Chapter 6 · Section 8

Exercises

Apply your knowledge to build comprehensive real-world applications with DSPy.

~30 min read

Overview

These exercises provide hands-on practice building complete, production-ready applications with DSPy. You'll work with all the concepts learned in previous chapters—signatures, modules, evaluation, and optimization—to solve real-world problems.

Exercise 1: Customer Support RAG System

Objective: Create a complete RAG system for customer support that can answer questions about product documentation and policies.

Tasks

  • Complete the CustomerSupportRAG class implementation.
  • Add modules for question understanding and answer generation.
  • Implement the create_support_rag function.
  • Create training data and optimize with BootstrapFewShot.
  • Test with support-related questions.
Python
import dspy

class CustomerSupportRAG(dspy.Module):
    def __init__(self):
        super().__init__()
        self.retrieve = dspy.Retrieve(k=5)
        # TODO: Add modules

    def forward(self, question):
        # TODO: Implement RAG pipeline
        pass

Exercise 2: Multi-hop Research Assistant

Objective: Build a system that can answer complex research questions by gathering information from multiple sources.

Tasks

  • Implement multi-hop search logic.
  • Add modules for connecting information across documents.
  • Create a comprehensive evaluation metric.
  • Optimize with MIPRO for complex reasoning.
Python
class ResearchAssistant(dspy.Module):
    def __init__(self):
        super().__init__()
        self.retrieve = dspy.Retrieve(k=5)
        # TODO: Add modules for multi-hop reasoning

    def forward(self, research_question):
        # TODO: Implement multi-hop search and synthesis
        pass

Exercise 3: Multi-label Document Classifier

Objective: Build a sophisticated classifier that can assign multiple labels to documents based on their content.

Tasks

  • Implement multi-label classification logic.
  • Handle label dependencies (some labels co-occur).
  • Create appropriate training data and evaluation metrics.
  • Optimize with appropriate DSPy optimizer.

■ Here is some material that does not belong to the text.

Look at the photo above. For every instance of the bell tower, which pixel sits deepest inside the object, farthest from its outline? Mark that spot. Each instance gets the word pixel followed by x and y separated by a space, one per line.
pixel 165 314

Exercise 4: Contract Information Extractor

Objective: Build an entity extraction system specifically designed for legal contracts.

Tasks

  • Identify contract-specific entity types.
  • Implement extraction for parties, dates, amounts, obligations.
  • Add validation to ensure extracted info is accurate.
  • Create a relationship extractor for contract clauses.

Exercise 5: Autonomous Customer Service Agent

Objective: Create an intelligent agent that can handle customer service interactions from start to finish.

Tasks

  • Implement intent classification for customer messages.
  • Add modules for handling different types of requests and escalation logic.
  • Add memory to maintain conversation context.
  • Optimize with real conversation data.

Exercise 6: Code Review Assistant

Objective: Build an automated code review assistant that can analyze code for bugs, security issues, and style violations.

Tasks

  • Implement analysis for different code quality aspects.
  • Detect common bugs, anti-patterns, and security vulnerabilities.
  • Ensure adherence to coding standards.
  • Generate a comprehensive review report.